Some of you may have read that US often accuse China of “dumping” cheap products into the US market. Not too long ago, China also accused US of “dumping” cheap products into the China market. What is “dumping” really? The act of a company “dumping” their products is by selling their products at below cost of production. The company does this to enlarge its market share. On surface it appears to be great for consumers. However, on a long run it is very harmful to consumers because such an act kill off competitors resulting in the economy having less players. When there are fewer competitors, consumers’ interest will be harm. Moreover, the company that tries to enlarge its market share by “dumping” is almost never the best company otherwise it could compete confidently with the rest without resorting to selling products below cost. The act of “dumping” is happening in Singapore.
Finexis has started “dumping” a financial product called the AXA FutureProtector. Almost every client I met told me that they have heard of this offering. AXA Life isn’t the one selling this product below cost but the IFA firm is using almost its entire commission to pay for the first year premium for its customer. So customer actually get the product FREE for the first year. There appears to be no financial string attach other than a seemingly obligation to provide more referrals. Quite often there is no financial need for the client to get the product but they go and get it anyway since it is free and they would terminate it after 1 year. However, based on the human nature of being lazy, it is unlikely there will be large number of people terminating the product after 1 year. The company is doing this to get market share and to acquire leads and referrals. Based on law of large numbers, some of these leads will buy other products (not for free of course).
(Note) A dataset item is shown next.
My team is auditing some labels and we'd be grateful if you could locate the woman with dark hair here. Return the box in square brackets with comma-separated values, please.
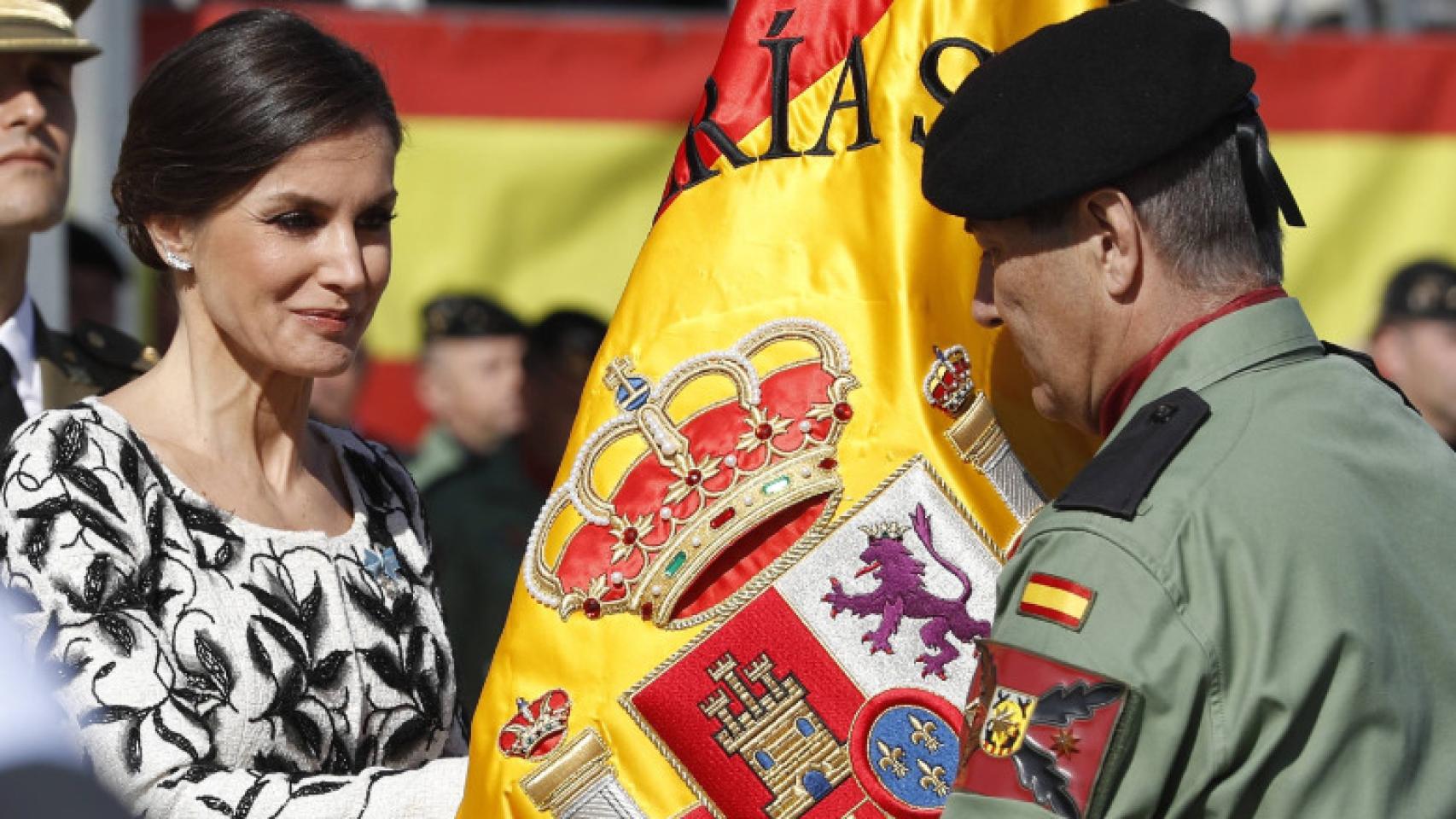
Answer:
[0, 10, 464, 819]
Some people think this is a marketing genius. No it is not. It is simply the old fashion “dumping.” The firm should compete based on quality of advice rather than using this way to acquire leads and customers.
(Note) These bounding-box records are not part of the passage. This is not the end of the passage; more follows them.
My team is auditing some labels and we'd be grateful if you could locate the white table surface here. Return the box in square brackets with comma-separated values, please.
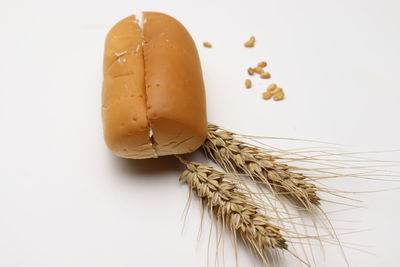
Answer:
[0, 0, 400, 267]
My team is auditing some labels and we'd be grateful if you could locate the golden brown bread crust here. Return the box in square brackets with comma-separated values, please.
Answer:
[103, 12, 207, 158]
[102, 16, 155, 158]
[143, 12, 207, 155]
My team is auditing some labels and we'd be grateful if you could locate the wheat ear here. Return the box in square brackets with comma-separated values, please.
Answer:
[177, 156, 288, 266]
[203, 124, 320, 208]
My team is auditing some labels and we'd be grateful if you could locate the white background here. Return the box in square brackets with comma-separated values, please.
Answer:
[0, 0, 400, 267]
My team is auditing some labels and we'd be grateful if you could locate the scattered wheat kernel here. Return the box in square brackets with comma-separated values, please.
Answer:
[274, 92, 285, 101]
[244, 36, 256, 47]
[263, 92, 272, 100]
[257, 61, 267, 68]
[270, 87, 283, 95]
[253, 66, 263, 74]
[267, 83, 278, 92]
[244, 79, 251, 88]
[203, 42, 212, 48]
[260, 72, 271, 79]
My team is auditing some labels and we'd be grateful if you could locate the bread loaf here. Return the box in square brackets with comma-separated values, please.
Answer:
[102, 12, 207, 159]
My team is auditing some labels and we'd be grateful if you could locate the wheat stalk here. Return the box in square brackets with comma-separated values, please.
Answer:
[203, 124, 320, 208]
[177, 156, 288, 265]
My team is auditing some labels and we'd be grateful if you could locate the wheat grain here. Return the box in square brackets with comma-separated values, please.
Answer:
[203, 124, 320, 209]
[177, 156, 288, 263]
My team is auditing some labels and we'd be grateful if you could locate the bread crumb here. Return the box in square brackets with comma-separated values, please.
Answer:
[244, 79, 251, 88]
[260, 72, 271, 79]
[257, 61, 267, 68]
[263, 92, 272, 100]
[244, 36, 256, 47]
[203, 42, 212, 48]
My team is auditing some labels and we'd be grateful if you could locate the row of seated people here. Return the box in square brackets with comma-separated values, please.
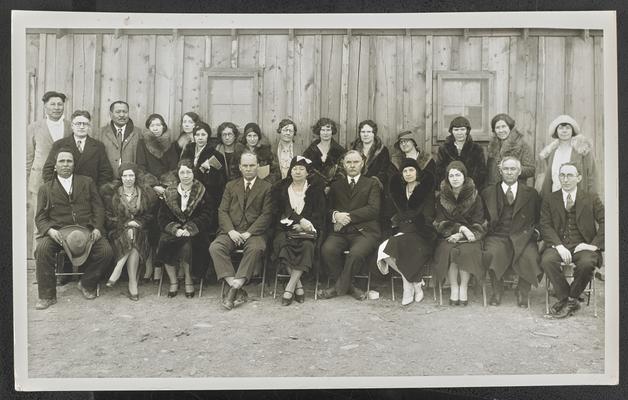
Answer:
[36, 139, 604, 317]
I escalate this issue to my managing director and I was surprised to learn that actually the Association of Financial Advisers (AFA) already knew about it and consider this act as professionally unethical. But because AFA has no power, the issue has been raised to MAS. But that is the problem – MAS seldom exercise its power to rein in advisers/firms which mis-sell. The issue with this company is not about mis-selling (they are giving the product free – there is no selling!). It is about anti-competition behavior. Also, there is total lack of professionalism because financial advisers supposed to provide quality advice and not to induce the client to make a commitment. If MAS is doing its job, it would have banned free gifts when you buy something from the bank or insurance company because the gift is an inducement to purchase. For this case, the free gift is worth 100% of the first year’s premium!
Personally the act of dumping has hurt my business significantly. As you all may know, I don’t charge any fee for simple financial planning. If the client took my advice and go to buy the products from someone else, I don’t earn a single cent. In the past maybe 1/10 cases of simple financial planning was like that. Now, 9.5/10 cases are like that because that firm is giving it FREE for first year. I don’t have plenty of cases of fee-based comprehensive planning all the time. Maybe twice a month or so but usually clients are quite cheapo and so I can’t charge very high (you guys know who you are!).
If this practice continues, I’ll have to withdraw the “Simple Financial Planning” totally since it will be a complete waste of time for me.
If you think about it, why the industry descended to chaos and massive mis-selling is because everybody was giving FREE advice. So advisers resorts to all sort of inducement and misrepresentations. So now we have a company that give FREE product, what will become of the industry? Sounds like it is better to get out of this country before it is too late!